Amazon Cloud Computing Alternatives

So there have been plenty of web sites and services affected by today’s big Amazon S3 outage. Smugmug, Twitter, WordPress.com and JungleDisk amongst the casualties to various degrees. Developers have been venting their frustration at seeing their applications fail because of something they relied on.

So what are the alternatives?

Any CTO will tell you that moving parts are your IT department’s weakest link in reliability terms. If you build a company on a single server will you have more, or less, moving parts that building it on a large computing farm as Amazon provides? Such an absolute measurement is of course a waste of time as that one server of course could die at any moment making you wish you’d relied on the cloud. Yet the cloud may also experience downtime.

Amazon does however have the advantage that it hides it’s redundancy from you. If you were to try to match it, you’d likely end up with RAID, and hot standard servers. Trust me, you don’t want to rely on that scenario without spending time and money testing your backup solutions.

So cloud computing might have occasional outages but at least there are engineers on hand 24×7 to fix them on your behalf. All part of the service, Sir. With your own equipment, you are on-call 24×7 shared with your colleagues. Assuming you have some.

Ultimately money can only buy you the best commercially available solutions. Amazon are not the only cloud computing service providers but as they happen to have financial muscle and experience on their side I would go so far as to say they will likely be the best overall. You mileage may vary, naturally.

Remember, Amazon use commodity hardware under the assuming that bits of their network will fail at random. They have constructed software to operate on top of this in a distributed manner to detect failures and try (as best as their programmers can code) mitigate against issues as they arise. I am sure that once analysed the software will be updated to minimise disruption caused by today’s failure as well as similar ones.

But seriously, even Amazon can only go so far. The human brain can only think up so many scenarios and code so many mitigation rules on. Oh, and testing all these situations can also be a real challenge.

It is still a damned site better than relying on your own company to build a similar system in-house.

Amazon Amateurs?

According to iehiapk: “I was under the apparently false impression that S3 was a high-availability service.  We may have to evaluate other services now.  This makes us look like a bunch of amateurs.”
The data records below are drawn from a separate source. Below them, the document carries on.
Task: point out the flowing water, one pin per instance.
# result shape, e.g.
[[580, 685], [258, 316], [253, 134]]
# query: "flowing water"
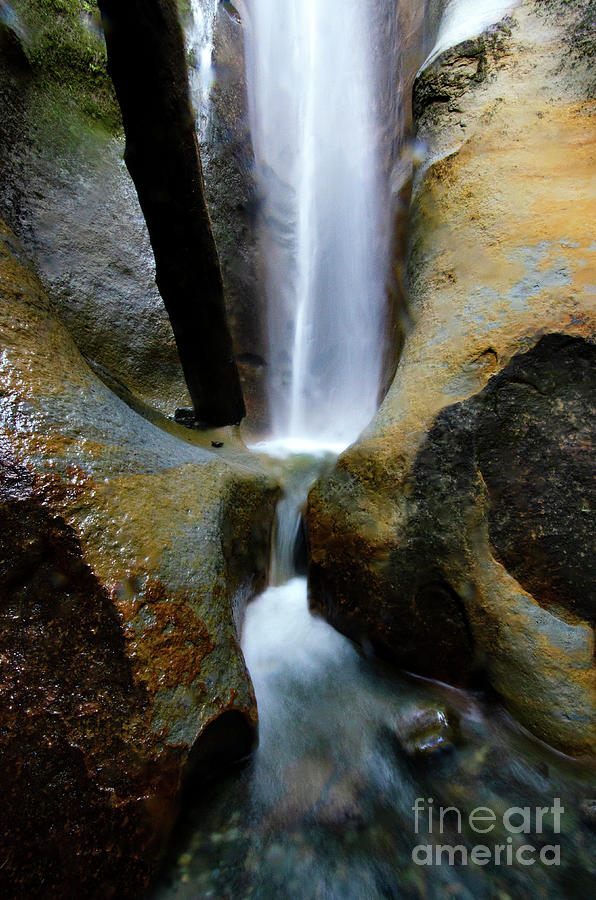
[[352, 756], [199, 45]]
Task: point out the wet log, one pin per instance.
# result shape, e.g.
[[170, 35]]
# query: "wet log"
[[147, 63]]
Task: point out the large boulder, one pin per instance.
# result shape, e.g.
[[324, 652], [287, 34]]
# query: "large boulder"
[[65, 190], [127, 553], [457, 535]]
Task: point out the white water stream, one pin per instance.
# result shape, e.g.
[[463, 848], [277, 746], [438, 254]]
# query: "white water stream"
[[325, 212], [324, 809]]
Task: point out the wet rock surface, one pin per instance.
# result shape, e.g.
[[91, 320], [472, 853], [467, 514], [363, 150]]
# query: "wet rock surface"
[[456, 536], [65, 191], [355, 833], [128, 552]]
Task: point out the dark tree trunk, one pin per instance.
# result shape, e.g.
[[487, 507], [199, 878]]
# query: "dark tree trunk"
[[146, 60]]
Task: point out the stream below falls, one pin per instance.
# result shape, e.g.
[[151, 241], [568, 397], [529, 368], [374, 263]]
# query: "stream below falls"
[[324, 810]]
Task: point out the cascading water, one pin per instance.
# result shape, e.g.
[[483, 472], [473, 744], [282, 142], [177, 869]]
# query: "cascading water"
[[324, 808], [316, 122], [199, 42]]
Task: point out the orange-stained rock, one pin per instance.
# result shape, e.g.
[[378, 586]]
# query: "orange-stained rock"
[[457, 535], [126, 555]]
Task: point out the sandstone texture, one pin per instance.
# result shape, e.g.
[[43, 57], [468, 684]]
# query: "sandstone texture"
[[457, 535], [127, 553]]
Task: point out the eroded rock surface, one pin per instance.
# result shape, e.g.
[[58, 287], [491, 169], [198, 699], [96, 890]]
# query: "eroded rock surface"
[[457, 535], [127, 553], [65, 191]]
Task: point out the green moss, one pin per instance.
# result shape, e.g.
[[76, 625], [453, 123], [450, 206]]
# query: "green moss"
[[64, 43]]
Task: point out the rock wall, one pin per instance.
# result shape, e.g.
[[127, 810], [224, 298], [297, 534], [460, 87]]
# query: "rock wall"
[[65, 191], [456, 535], [128, 552]]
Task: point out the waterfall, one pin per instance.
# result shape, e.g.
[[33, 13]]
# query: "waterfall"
[[199, 44], [324, 233]]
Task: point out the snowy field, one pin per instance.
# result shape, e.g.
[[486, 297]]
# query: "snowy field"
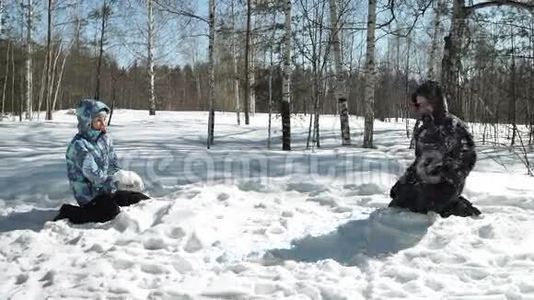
[[215, 213]]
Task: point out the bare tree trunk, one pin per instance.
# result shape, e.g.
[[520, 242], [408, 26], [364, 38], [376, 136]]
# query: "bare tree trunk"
[[247, 63], [29, 68], [341, 81], [236, 78], [48, 62], [514, 93], [438, 11], [211, 118], [42, 88], [370, 76], [101, 49], [60, 80], [13, 74], [252, 76], [151, 97], [271, 67], [286, 77], [5, 81]]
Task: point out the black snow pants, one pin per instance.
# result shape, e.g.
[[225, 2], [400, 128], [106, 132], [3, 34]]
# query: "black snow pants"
[[443, 198], [102, 208]]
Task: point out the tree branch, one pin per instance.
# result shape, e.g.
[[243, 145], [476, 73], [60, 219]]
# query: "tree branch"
[[514, 3], [180, 12]]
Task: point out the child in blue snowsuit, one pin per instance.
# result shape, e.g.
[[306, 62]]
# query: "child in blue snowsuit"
[[91, 165]]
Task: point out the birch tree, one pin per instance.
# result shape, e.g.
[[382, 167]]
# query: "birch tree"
[[29, 68], [48, 82], [248, 51], [341, 86], [369, 88], [454, 45], [211, 66], [439, 8], [150, 59], [236, 78], [104, 15], [286, 84]]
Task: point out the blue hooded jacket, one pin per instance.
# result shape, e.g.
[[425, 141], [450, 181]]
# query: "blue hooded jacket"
[[91, 159]]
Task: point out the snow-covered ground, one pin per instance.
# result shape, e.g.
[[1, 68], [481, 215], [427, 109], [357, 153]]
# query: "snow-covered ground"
[[215, 213]]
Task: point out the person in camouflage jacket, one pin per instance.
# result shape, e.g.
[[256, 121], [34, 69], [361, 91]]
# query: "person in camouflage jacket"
[[444, 156], [93, 169]]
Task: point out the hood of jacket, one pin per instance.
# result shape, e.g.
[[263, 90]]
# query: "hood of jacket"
[[87, 110]]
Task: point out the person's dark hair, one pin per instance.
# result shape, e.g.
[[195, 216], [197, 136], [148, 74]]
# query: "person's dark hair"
[[431, 91]]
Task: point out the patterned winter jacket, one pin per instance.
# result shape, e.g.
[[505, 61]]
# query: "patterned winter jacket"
[[444, 151], [91, 159]]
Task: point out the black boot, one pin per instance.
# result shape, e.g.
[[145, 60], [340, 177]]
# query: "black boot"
[[461, 208]]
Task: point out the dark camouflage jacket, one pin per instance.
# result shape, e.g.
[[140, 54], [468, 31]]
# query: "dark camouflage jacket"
[[444, 151]]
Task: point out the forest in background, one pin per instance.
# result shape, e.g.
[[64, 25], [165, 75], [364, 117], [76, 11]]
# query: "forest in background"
[[134, 53]]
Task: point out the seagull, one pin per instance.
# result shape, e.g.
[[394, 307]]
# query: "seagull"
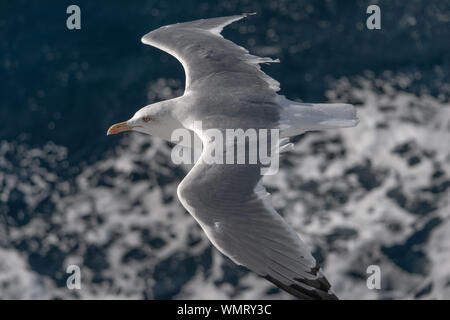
[[226, 88]]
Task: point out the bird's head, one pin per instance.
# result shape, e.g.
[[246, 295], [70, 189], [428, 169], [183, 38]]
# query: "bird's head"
[[154, 119]]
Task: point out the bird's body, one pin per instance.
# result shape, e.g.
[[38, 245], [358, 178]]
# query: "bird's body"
[[226, 89]]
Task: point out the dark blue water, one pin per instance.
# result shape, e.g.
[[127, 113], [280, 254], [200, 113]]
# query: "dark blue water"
[[69, 86]]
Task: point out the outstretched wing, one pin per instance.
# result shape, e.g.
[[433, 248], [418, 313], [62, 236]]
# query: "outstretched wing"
[[209, 59], [235, 211]]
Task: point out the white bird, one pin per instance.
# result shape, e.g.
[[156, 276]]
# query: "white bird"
[[225, 88]]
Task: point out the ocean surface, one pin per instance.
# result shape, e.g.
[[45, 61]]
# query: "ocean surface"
[[377, 194]]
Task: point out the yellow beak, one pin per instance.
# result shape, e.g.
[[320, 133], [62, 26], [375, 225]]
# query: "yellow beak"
[[118, 128]]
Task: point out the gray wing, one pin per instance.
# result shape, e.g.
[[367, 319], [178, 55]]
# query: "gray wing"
[[209, 60], [235, 211]]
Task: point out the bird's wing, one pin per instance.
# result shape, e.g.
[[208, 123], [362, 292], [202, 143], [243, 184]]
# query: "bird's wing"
[[235, 211], [209, 59]]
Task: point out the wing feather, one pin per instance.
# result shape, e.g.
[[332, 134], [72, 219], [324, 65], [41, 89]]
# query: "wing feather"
[[235, 211], [208, 58]]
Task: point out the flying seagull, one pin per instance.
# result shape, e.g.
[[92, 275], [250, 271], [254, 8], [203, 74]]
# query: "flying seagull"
[[225, 88]]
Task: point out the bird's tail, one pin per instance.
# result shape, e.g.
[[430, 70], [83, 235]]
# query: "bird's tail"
[[297, 118]]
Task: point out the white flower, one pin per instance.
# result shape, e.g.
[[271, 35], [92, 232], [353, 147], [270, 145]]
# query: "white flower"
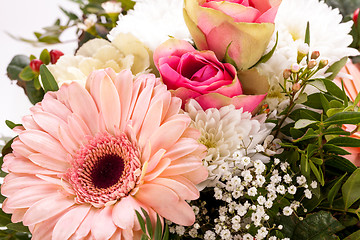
[[292, 189], [112, 7], [287, 211], [245, 161], [124, 52], [209, 235], [261, 200], [327, 35], [287, 178], [225, 234], [281, 189], [308, 193], [313, 184], [252, 191], [88, 22], [193, 233], [153, 22], [301, 180], [268, 204], [222, 132], [248, 236]]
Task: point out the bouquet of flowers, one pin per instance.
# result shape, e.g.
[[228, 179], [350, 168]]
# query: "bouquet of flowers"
[[195, 119]]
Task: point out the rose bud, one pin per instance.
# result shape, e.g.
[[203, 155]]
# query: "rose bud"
[[241, 28], [55, 55], [315, 55], [35, 65]]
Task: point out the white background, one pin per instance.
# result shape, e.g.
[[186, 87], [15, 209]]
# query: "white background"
[[22, 18]]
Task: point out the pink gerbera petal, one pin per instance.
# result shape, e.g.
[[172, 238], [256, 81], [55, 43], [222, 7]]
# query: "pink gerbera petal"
[[87, 158]]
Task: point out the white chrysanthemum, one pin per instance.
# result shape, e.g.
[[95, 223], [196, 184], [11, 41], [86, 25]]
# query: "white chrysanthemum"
[[153, 22], [227, 132], [327, 35], [124, 52]]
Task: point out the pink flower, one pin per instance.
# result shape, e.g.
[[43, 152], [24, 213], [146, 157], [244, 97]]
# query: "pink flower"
[[245, 26], [86, 159], [199, 75], [251, 11], [356, 16]]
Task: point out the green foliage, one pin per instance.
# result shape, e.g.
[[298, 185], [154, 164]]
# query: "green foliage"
[[346, 7], [351, 189], [48, 79], [17, 64], [147, 228]]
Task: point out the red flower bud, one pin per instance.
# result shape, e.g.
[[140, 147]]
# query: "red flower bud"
[[35, 65], [356, 15], [55, 55]]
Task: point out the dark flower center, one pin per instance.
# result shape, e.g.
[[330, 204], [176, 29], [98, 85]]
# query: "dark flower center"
[[107, 171]]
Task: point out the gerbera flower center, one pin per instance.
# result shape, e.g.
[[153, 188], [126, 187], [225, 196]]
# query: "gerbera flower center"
[[105, 170]]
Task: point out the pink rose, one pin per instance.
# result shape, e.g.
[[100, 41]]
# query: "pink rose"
[[199, 75], [250, 11], [244, 25]]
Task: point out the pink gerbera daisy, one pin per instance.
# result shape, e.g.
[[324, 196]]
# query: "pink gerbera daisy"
[[86, 159]]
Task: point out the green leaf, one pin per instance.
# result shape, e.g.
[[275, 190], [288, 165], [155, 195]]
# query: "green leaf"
[[336, 131], [227, 58], [316, 172], [325, 103], [335, 189], [5, 219], [318, 226], [72, 16], [307, 33], [17, 64], [267, 56], [341, 163], [48, 79], [18, 227], [127, 4], [343, 118], [11, 125], [310, 133], [148, 223], [141, 221], [303, 123], [27, 74], [351, 189], [7, 148], [158, 229], [354, 236], [45, 56], [345, 142], [302, 113], [336, 67], [34, 95], [330, 148], [332, 88], [166, 233]]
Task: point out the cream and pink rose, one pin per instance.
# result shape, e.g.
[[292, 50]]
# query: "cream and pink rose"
[[199, 75], [246, 26]]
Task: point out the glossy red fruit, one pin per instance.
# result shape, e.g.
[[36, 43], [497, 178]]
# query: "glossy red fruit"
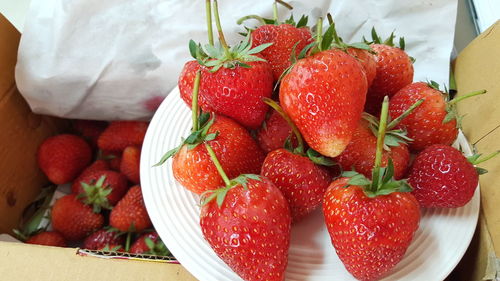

I would like to ask precisely what he defines as a “high-availability service”. Five-nines? Sorry, the Amazon S3 SLA says three nines only. If they are in breach of that (which I suspect they might be now although I’ve yet to calculate or read the fine print) your recourse is a partial refund.

Either way, when you sign the service agreement you accept there will be some risk to service and where conditions are met the supplier will compensate you, all documented and accepted when you signed on.

Amazon S3 Outage (Now Back)

Well I returned to check my giant photos upload that JungleDisk was sending to my Amazon S3 account and it had stopped.

The log showed a whole pile of HTTP error codes which any self-respecting technophile will realise means a serious fault is occurring. The S3 forums document the first errors from 0858PDT although JungleDisk for me reported errors from 1642BST.

There are a few big customers impacted like the photo sharing web site SmugMug who’s displaying an outage page right now and also blogging about the incident. The Amazon Status page does at least confirm what we already know – they’re down and painfully aware of it. Smugmug’s blog says it’s “only” their 3rd outage in over two years which is to be expected. Other major brands will include several Facebook apps loading slowly or displaying errors.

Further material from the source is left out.